Depuis 1595, il était président à mortier et il espérait être appelé, à la mort d’Achille de Harlay, au poste de premier président. Après la mort de Henri IV, Marie de Médicis le combla d’égards et, voulant éloigner Sully, partagea le maniement des finances entre trois contrôleurs, de Thou, Châteauneuf et Jeannin. Il accepta ces fonctions, quoiqu’elles fussent peu compatibles avec ses goûts et ses connaissances, mais il ressentit un vif dépit de ce que, le poste de premier président étant devenu vacant en 1611, la régente y nomma Nicolas de Verdun ; il se plongea dès lors plus que jamais dans ses études favorites, que l’activité de sa vie comme magistrat et comme diplomate ne lui avait jamais fait abandonner.
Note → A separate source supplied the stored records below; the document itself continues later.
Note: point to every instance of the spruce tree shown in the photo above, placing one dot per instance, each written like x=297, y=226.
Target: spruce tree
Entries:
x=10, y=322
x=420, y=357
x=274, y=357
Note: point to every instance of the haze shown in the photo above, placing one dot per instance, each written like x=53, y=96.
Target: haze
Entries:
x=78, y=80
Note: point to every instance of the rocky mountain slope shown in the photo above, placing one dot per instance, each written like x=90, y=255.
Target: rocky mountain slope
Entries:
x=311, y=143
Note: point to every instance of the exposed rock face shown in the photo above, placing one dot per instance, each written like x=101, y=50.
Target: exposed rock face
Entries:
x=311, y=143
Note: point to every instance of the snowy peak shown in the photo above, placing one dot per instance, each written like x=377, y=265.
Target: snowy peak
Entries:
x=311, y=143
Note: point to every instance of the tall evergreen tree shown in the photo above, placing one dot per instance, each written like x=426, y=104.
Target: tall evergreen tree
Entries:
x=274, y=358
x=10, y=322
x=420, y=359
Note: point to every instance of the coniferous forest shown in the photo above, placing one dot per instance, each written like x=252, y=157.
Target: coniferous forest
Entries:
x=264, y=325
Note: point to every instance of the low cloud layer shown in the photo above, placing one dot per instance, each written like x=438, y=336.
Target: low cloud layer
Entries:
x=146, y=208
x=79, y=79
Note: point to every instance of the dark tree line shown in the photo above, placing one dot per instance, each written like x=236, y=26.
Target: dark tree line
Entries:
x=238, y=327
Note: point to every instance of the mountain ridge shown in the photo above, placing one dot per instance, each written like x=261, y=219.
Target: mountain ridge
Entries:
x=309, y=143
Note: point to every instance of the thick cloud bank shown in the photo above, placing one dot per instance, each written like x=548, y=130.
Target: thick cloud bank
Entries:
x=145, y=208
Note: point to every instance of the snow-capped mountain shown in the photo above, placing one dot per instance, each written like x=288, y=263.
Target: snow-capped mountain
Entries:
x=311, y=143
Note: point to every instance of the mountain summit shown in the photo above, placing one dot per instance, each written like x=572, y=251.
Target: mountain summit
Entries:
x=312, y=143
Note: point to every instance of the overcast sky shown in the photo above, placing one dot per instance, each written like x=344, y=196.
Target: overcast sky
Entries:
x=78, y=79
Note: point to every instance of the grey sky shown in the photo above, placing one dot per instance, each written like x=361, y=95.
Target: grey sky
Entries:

C’est en 1591 qu’il avait commencé d’écrire, sous le titre d’Histoire de mon temps, une des plus vastes compositions historiques qu’on eût jusqu’alors entreprises. Il en publia les dix-huit premiers livres en 1604, et les idées de tolérance qu’il y exprimait soulevèrent contre lui de telles clameurs de la part du clergé, qu’il fut sur le point de renoncer à l’achèvement de son ouvrage. Henri IV ne put pas même le défendre des censures de la cour de Rome. L’Histoire de mon temps fut mise à l’index en 1609, et, ce qu’il y a de curieux, c’est que dans le même catalogue, publié en cette année, des livres abominables dont la lecture est éminemment corruptrice figure l’arrêt du parlement qui condamnait le régicide Jean Chàtel. Sous la régence, il se remit à son grand ouvrage, qu’il voulait pousser jusqu’à la mort de Henri IV ; mais il s’interrompit une seconde fois pour écrire ses Mémoires ; l’Histoire de mon temps fut achevée par un de ses amis, Nicolas Rigault. De Thou a laissé, en outre, un recueil de poésies latines, œuvre de sa jeunesse : Metaphrasis poetica librorum sacrorum aliquot (Tours, 1588, in-12) et Poemata sacra (Paris, 1599, in-12) ; c’est le même recueil sous deux titres ; il contient quelques paraphrases des Psaumes ; des odes, dont deux, l’Ode à la Postérité et l’Ode à la Vérité, sont fort remarquables, et un petit poème intitulé : Hieracosophion sive De re accipitraria.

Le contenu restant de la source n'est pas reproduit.